Alternative Versions and Other Appearances
- Mary Shelley's Frankenstein. Frankenstein's monster finds the book in a leather portmanteau, along with two others—Plutarch's Lives of the Noble Greeks and Romans, and Milton's Paradise Lost. He sees Werther's case as similar to his own. He, like Werther, was rejected by those he loved.
- The statistician Karl Pearson's first book was The New Werther.
- It was the basis for the 1892 opera Werther by Jules Massenet.
- William Makepeace Thackeray wrote a poem satirizing Goethe's story entitled Sorrows of Werther.
- Thomas Mann's 1939 novel Lotte in Weimar recounts a fictional reunion between Goethe and the object of his youthful passion, Charlotte Buff.
- An episode of History Bites features this book, with Bob Bainborough portraying Goethe.
- Ulrich Plenzdorf, a GDR poet, wrote a novel and a play called Die neuen Leiden des jungen W. ("The New Sorrows of Young W.").
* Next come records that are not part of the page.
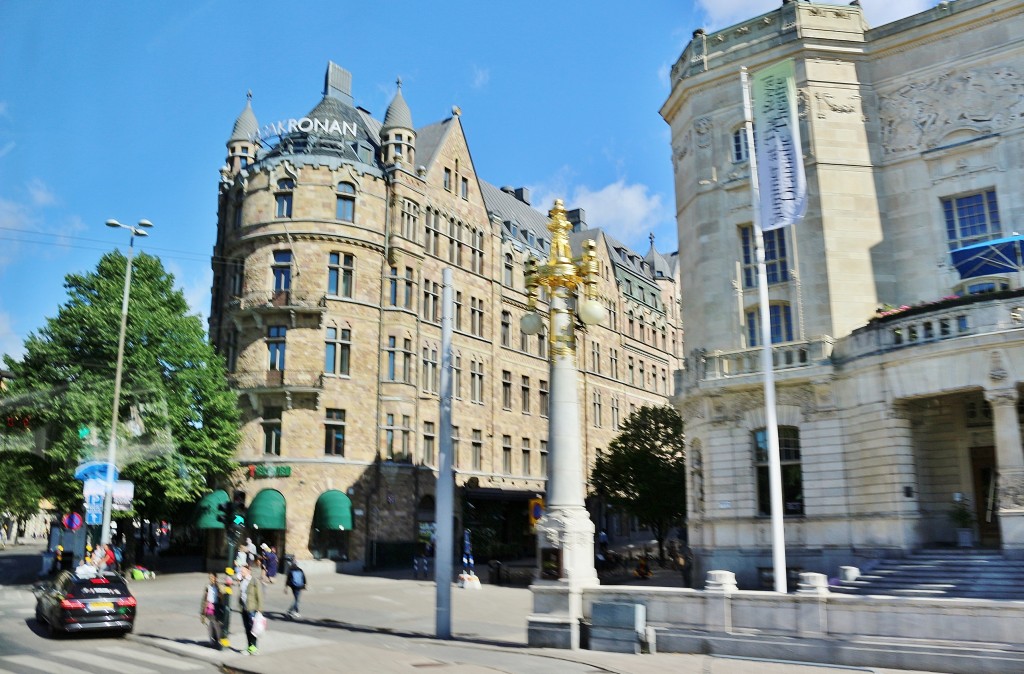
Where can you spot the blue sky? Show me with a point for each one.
(121, 110)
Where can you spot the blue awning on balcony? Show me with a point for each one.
(995, 256)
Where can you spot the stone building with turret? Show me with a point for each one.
(333, 232)
(897, 305)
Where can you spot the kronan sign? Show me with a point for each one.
(305, 125)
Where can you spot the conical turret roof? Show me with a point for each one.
(398, 115)
(246, 125)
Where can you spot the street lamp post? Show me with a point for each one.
(112, 447)
(565, 534)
It has been called a modern-day Werther.
- In William Hill Brown's The Power of Sympathy, the novel appears next to Harrington's unsealed suicide note.
- The 2010 German film Goethe! is a fictional account of the relationship between the young Goethe and Charlotte Buff and her fiancé Kestner, which at times draws on that between Werther and Charlotte and Albert.